Me quité los guantes y los tiré al asiento trasero de la camioneta. Me situé en medio de la calle para ver mejor. El Lincoln iba por el camino a una velocidad moderada. Era negro, reluciente, impecable. Mucho cromo. Mucha cera. Los guardias de la universidad iban bastante por detrás. Se pararon ante la aparatosa verja y giraron a la izquierda, hacia el Caprice negro. Y hacia mí.

Lo que sucedió después duró ocho segundos, pero pareció un suspiro.

La furgoneta de reparto de color rojo marchito abandonó el bordillo. Aceleró de golpe. Alcanzó al Lincoln y empezó a adelantarlo a la altura del Caprice. Casi rozó al poli.
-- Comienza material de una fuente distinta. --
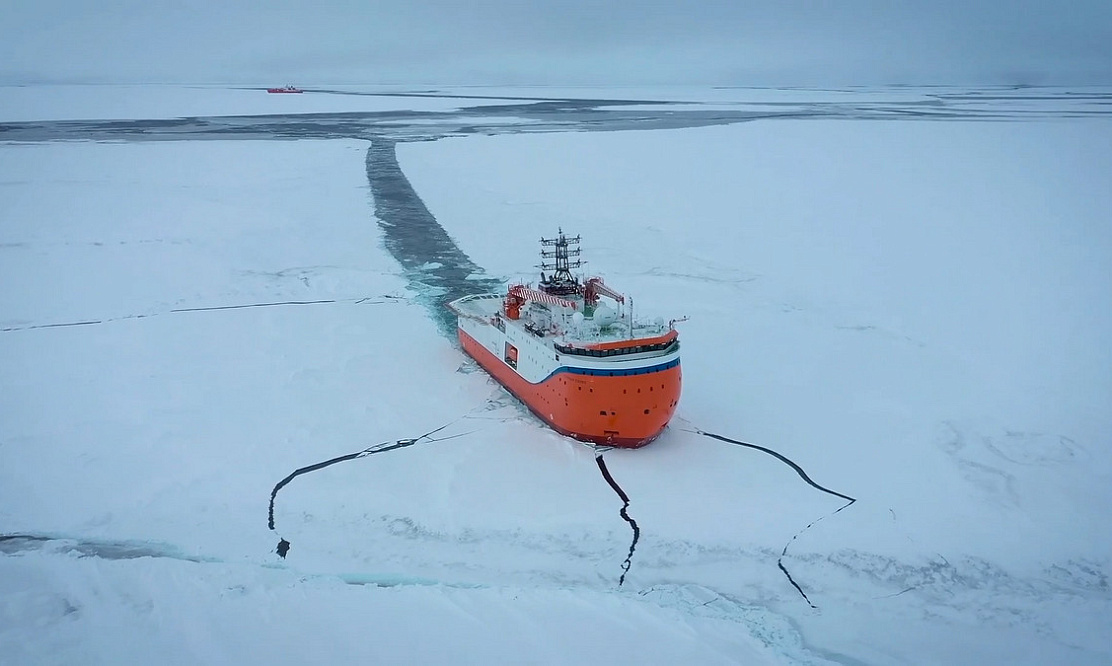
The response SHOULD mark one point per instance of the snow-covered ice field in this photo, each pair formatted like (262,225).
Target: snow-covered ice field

Aceleró un poco más, el conductor dio un volantazo y el borde del enorme parachoques golpeó de lleno contra el guardabarros delantero del Lincoln. El conductor de la furgoneta mantuvo el volante girado y obligó al otro a subirse a la acera. El coche arrancó hierba, redujo bruscamente la velocidad y finalmente colisionó de frente contra un árbol. Se oyó un estampido de metal retorcido y faros hechos añicos, y se formó una gran nube de humo. Las pequeñas hojas del árbol se agitaron y estremecieron en el apacible aire de la mañana.

A continuación, los dos sujetos de la furgoneta se apearon y abrieron fuego. Tenían pistolas ametralladoras negras y disparaban al Lincoln. El estruendo era ensordecedor, y vi arcos de esquirlas de metal lloviendo sobre el asfalto. Entonces los tipos abrieron de golpe las puertas del Lincoln. Uno se inclinó hacia el asiento de atrás y empezó a sacar al chico a rastras.